Here the platforms agree: both are Merchant of Record. Paddle and Commet each sell to your customer, calculate and remit tax, and absorb the compliance work. If you migrated to Paddle for that reason, you lose nothing by moving to Commet.

The differences are in coverage and payment surface:

  • Local currencies in Latin America. Commet prices plans in ARS, BRL, CLP, COP, PEN, UYU, PYG, BOB, MXN, CAD, and EUR, with a canonical USD price and currency auto-detected from the customer's billing country. If you sell into LatAm, charging in local currency directly affects conversion and approval rates.
  • Payment methods. Paddle supports cards plus wallets and PayPal. Commet checkout is card-only today — if wallet or PayPal volume matters to your revenue, factor that into the migration.
  • Refunds and disputes are handled by the Merchant of Record on both platforms. On Commet, refunds are free and disputes cost $15.
  • Payouts are part of the Merchant of Record deal on both sides: the platform collects from your customers and pays out your net revenue.

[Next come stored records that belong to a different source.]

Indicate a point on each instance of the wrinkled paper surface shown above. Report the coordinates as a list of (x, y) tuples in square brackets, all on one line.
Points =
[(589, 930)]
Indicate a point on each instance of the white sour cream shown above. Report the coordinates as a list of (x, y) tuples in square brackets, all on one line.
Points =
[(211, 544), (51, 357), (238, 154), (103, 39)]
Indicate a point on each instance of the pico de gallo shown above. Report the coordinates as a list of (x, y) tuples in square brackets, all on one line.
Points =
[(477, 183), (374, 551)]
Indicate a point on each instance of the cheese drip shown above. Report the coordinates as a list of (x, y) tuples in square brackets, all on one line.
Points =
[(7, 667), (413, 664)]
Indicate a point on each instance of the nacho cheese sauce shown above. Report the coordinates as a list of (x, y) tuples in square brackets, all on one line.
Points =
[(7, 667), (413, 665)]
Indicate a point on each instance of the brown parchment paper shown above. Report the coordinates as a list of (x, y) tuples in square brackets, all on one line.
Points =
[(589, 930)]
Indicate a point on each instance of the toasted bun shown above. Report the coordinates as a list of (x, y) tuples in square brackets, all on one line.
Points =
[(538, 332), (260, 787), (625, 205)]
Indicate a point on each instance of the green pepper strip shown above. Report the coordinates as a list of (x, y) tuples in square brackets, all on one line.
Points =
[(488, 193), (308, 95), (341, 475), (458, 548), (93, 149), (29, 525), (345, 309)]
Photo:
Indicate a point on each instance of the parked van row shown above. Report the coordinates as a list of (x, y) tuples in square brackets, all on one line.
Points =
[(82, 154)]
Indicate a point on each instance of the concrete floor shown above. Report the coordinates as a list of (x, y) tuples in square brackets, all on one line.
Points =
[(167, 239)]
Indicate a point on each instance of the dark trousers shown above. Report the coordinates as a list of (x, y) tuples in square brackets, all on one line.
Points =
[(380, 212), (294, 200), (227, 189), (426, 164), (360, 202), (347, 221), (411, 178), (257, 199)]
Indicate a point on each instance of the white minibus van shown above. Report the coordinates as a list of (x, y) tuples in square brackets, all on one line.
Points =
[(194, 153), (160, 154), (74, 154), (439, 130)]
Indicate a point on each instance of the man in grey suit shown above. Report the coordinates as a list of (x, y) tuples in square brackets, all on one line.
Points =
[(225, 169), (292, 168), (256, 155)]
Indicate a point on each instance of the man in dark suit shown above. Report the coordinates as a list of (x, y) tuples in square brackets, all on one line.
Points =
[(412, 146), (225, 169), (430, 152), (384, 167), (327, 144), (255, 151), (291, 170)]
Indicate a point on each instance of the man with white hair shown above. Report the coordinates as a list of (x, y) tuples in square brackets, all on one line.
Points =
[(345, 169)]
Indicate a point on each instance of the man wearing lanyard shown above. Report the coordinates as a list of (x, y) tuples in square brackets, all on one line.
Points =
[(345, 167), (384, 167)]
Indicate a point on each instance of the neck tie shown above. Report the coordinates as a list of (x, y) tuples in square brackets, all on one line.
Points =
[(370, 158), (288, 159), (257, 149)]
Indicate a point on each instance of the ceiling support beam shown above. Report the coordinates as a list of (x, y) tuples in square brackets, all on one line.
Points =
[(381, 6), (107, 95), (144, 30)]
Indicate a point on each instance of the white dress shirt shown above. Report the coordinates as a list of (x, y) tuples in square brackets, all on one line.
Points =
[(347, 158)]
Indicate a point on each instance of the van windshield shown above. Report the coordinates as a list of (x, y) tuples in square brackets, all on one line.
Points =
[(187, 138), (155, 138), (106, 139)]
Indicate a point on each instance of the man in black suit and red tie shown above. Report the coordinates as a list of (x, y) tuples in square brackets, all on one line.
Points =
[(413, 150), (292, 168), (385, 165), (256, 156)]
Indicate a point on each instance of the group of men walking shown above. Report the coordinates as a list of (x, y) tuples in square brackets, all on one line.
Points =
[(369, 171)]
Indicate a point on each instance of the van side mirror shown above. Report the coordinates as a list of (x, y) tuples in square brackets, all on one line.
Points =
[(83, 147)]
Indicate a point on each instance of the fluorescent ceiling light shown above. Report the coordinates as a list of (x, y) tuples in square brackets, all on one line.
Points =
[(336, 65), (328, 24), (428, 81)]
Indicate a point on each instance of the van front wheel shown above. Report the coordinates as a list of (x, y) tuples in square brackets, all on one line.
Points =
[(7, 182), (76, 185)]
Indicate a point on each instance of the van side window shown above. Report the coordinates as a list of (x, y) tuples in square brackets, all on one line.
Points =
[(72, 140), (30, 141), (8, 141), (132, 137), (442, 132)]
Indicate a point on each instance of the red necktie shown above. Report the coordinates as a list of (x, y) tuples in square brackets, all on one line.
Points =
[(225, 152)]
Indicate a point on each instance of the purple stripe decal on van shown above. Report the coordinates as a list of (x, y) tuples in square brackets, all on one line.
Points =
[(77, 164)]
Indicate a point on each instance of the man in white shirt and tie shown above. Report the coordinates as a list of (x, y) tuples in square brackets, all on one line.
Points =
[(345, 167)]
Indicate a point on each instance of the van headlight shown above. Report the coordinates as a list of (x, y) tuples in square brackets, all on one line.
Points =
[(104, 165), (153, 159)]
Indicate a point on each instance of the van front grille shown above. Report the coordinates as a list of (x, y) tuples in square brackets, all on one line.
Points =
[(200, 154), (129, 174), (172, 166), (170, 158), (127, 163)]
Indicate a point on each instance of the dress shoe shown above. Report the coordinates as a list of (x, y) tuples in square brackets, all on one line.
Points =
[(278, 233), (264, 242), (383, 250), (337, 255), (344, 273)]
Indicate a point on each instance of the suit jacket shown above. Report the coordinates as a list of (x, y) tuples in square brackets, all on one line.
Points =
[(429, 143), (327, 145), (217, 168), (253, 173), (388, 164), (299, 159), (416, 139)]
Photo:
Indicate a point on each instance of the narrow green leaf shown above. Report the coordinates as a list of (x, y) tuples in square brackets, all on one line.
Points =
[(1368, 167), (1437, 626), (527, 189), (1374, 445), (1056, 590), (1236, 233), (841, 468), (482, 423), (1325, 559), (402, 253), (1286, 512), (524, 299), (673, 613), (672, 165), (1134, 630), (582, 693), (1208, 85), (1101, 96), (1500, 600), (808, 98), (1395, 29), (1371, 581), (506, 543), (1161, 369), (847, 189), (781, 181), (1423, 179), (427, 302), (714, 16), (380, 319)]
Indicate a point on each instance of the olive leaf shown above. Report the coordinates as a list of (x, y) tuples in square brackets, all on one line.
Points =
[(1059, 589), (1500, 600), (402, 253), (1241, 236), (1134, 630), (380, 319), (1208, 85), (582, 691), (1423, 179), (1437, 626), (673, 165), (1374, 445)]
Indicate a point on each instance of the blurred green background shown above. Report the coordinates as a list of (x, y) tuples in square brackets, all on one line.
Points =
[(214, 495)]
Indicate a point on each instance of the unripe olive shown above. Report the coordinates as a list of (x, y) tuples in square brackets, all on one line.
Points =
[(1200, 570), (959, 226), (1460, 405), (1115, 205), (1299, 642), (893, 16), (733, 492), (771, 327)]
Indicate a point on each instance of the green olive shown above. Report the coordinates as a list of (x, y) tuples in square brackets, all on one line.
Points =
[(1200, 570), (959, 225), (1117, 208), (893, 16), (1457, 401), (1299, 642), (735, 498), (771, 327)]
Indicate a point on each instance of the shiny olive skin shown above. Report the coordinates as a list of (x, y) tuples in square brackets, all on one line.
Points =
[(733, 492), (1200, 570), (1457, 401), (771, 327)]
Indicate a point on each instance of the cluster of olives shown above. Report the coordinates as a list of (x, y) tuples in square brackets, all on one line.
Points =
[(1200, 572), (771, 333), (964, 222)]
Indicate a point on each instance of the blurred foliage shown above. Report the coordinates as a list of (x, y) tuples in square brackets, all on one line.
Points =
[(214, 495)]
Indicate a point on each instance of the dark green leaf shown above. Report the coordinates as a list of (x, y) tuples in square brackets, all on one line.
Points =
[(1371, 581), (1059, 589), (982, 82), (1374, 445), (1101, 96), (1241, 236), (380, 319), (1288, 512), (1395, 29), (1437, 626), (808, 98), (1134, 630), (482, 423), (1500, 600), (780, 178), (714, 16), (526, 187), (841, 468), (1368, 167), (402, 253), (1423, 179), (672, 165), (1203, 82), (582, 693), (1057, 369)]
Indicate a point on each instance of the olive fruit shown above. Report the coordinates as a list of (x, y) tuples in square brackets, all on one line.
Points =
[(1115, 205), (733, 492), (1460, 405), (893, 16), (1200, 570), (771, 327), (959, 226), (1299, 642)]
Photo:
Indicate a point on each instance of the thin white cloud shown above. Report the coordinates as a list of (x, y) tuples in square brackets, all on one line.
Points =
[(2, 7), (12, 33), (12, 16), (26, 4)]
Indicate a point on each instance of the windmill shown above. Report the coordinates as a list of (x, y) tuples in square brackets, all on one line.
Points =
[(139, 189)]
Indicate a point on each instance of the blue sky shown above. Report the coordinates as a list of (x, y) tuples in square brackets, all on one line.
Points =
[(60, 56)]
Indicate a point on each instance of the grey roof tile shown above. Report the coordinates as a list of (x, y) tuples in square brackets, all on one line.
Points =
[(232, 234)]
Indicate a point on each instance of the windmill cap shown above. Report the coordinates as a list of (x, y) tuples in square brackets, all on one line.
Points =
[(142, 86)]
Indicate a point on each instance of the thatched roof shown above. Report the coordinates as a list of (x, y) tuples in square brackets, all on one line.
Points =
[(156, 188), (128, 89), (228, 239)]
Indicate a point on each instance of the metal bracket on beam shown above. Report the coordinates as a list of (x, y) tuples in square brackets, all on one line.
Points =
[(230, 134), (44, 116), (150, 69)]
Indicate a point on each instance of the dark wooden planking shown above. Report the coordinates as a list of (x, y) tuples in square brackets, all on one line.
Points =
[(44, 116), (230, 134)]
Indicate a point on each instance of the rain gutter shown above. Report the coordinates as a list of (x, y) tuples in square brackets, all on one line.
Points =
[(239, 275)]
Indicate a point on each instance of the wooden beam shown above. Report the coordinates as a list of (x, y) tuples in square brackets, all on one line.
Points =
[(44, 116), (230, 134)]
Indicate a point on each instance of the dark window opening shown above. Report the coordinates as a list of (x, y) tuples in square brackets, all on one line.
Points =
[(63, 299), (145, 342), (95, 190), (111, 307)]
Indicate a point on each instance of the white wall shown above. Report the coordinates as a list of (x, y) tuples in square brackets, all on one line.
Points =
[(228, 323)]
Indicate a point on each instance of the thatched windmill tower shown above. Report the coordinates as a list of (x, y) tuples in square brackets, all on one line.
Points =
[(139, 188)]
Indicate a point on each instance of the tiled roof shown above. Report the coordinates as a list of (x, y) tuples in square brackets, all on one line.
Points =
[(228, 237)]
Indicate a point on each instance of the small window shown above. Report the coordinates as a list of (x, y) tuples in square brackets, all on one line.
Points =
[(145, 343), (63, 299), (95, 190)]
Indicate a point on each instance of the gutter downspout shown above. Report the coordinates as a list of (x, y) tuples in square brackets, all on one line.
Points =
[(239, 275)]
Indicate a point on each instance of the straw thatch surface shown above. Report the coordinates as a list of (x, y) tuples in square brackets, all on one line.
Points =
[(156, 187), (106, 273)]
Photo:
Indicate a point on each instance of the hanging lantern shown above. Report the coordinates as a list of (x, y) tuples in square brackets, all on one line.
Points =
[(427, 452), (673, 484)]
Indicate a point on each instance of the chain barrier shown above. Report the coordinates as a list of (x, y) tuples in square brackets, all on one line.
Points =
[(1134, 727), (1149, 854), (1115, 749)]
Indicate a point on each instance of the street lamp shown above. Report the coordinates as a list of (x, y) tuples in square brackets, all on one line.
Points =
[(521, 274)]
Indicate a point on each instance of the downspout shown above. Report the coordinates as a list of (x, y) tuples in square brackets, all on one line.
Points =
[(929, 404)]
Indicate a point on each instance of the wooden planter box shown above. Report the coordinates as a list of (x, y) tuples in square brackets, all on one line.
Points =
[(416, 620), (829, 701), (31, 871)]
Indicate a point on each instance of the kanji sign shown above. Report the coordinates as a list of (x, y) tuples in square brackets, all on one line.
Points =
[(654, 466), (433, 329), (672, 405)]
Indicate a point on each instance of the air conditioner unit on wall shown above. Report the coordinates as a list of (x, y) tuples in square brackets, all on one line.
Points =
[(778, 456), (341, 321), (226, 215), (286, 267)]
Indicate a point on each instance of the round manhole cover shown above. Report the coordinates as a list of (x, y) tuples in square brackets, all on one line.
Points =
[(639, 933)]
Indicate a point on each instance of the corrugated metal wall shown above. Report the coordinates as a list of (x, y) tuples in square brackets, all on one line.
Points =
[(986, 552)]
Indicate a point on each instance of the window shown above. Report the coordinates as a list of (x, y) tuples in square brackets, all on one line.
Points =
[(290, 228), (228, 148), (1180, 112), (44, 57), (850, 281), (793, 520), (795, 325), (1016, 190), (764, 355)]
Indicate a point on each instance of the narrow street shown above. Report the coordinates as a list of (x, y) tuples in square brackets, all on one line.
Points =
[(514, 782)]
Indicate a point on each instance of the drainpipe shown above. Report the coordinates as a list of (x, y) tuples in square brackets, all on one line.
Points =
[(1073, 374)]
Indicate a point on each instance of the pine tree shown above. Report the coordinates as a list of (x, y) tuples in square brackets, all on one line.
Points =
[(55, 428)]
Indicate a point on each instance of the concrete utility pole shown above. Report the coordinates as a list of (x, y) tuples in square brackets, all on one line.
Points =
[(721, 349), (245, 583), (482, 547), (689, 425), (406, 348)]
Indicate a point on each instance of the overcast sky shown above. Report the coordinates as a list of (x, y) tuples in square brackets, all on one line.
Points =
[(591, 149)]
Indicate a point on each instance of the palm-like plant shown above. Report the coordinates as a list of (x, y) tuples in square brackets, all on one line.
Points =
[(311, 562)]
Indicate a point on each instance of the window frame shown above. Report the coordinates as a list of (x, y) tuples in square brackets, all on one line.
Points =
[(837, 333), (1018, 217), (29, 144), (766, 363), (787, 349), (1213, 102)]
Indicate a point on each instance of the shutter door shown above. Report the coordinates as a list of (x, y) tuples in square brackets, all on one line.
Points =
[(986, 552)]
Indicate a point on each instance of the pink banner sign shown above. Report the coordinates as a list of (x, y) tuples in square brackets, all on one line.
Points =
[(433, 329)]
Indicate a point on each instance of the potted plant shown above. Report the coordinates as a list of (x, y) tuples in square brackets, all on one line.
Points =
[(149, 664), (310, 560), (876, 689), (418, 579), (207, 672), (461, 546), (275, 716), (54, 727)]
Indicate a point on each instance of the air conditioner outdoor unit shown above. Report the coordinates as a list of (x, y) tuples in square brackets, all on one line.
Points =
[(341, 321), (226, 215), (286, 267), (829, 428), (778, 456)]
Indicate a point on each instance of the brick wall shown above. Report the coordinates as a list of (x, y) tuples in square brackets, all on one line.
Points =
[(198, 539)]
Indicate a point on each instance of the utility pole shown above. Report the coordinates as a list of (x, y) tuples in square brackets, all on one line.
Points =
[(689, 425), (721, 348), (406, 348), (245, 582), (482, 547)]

Pricing is regional by design. You define one canonical USD price per plan, add local prices only for the currencies you care about, and internal accounting stays in USD.

Pricing

Both platforms price as a single all-in fee — processing, tax, and Merchant of Record liability included:

PaddleCommet
Per successful transaction5% + $0.504.5% + $0.40
Payment processingIncludedIncluded
Tax calculation & remittanceIncludedIncluded
International cardsIncluded in base fee+1.5% (non-US cards)
DisputesPer Paddle's current policy$15 per dispute
Refunds—Free

On $1M of annual card revenue at a $50 average transaction, the headline difference — 0.5% plus $0.10 per transaction — is $7,000 per year. Run the numbers on your own distribution; the gap grows with transaction count.

Neither platform charges monthly platform fees — both are pure take-rate, so cost scales with revenue from the first transaction.

Full details on the pricing page.

Conclusion

Moving from one Merchant of Record to another is a smaller migration than leaving the model: your tax story is unchanged, and the work concentrates in the billing objects.

One thing does not migrate automatically, so plan for it: historical invoices. Keep Paddle access for past invoices; Commet generates invoices from the first migrated cycle forward.

Test the whole flow before touching production: every Commet account includes an isolated sandbox environment with test cards and a test clock, so you can simulate a full billing cycle — checkout, usage, renewal — in minutes.

  1. Model your Paddle Products and Prices as Commet plans with explicit features.
  2. Replace the transaction + Paddle.js overlay flow with subscriptions.create → redirect to checkoutUrl.
  3. Move your homegrown usage tracking to commet.usage.track and delete the reconciliation code.
  4. Port webhook handlers — the events map almost one-to-one.
  5. Cut over at renewal, running one cycle in parallel to compare invoices.

The payoff is concentrated in step 3: the usage tables, aggregation jobs, and end-of-period billing scripts you maintain around Paddle stop existing.